超党派の国会議員で構成される「えん罪被害者のための再審法改正を早期に実現する議員連盟」が25日、国会内で会合を開いた。
この議連は、有罪判決を受けた人が裁判のやり直しを求める「再審制度」について、制度の不備が、冤罪(えんざい)被害者を救えない理由の1つであるとして、再審法(刑事訴追法の再審規定)の改正を目指している。
会合では、今国会での成立を目指している改正案の要綱が公開された。
注目は、「再審開始決定に関する検察官の不服申し立ての禁止」。
これまで、袴田事件や福井中3殺害事件などで、裁判所が再審を決めたあとに検察が「異議申し立て」や「抗告」を行うことで裁判を長引かせることに批判が相次いでいたが、これを一切禁止するものだ。
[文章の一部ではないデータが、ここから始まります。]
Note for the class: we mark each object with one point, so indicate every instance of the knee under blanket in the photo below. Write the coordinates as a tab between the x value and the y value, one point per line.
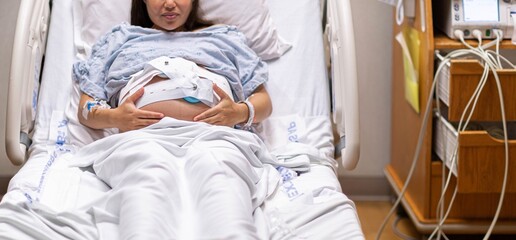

また、検察が裁判に不利な証拠を隠蔽することを防ぐため、裁判所が証拠の開示を命令できるようにする規定も明記した。
そのほかにも、再審請の対象となった事件の取り調べに関与した人が、裁判官として再審請求後の裁判に関わることができなくするルールも設けた。
議連には、自民党から共産党まで370人の国会議員が参加しているため、今の国会において与野党の賛成多数で可決することを目指してきたが、ここに来て新たな懸念が発生している。
これまで再審法改正に慎重だった法務省が14日、法制審議会で再審制度について諮問すると発表した。
議連のメンバーからは、「法務省はあれだけ反対していたのに、急にどういうことか」などといった不満の声が相次いだ。
法務省主導の”再審法改正案”が提出されることで、本来の趣旨が骨抜きにされるのではという警戒感がある。
議連の柴山昌彦会長(自民党)も、「国権の最高機関であり、唯一の立法機関は国会なのだから、私たちのプロセスが優先するのは憲法上明らかだ」と強調し、法務省の動きをけん制した。
さらに柴山氏は、自民党の部会で骨子案を説明しようとしたものの、ある議員によって阻止されたことを紹介。「法務省が有力な議員に言っている(頼んでいる)可能性がある」と指摘した。
ある出席議員は、「これだけ改正への期待が世間で高まっているのに、自民党のせいで実現しなかったら大変なことになる」と危機感を募らせた。
議連は、ゴールデンウィーク後には国会に法案を提出したい構えだ。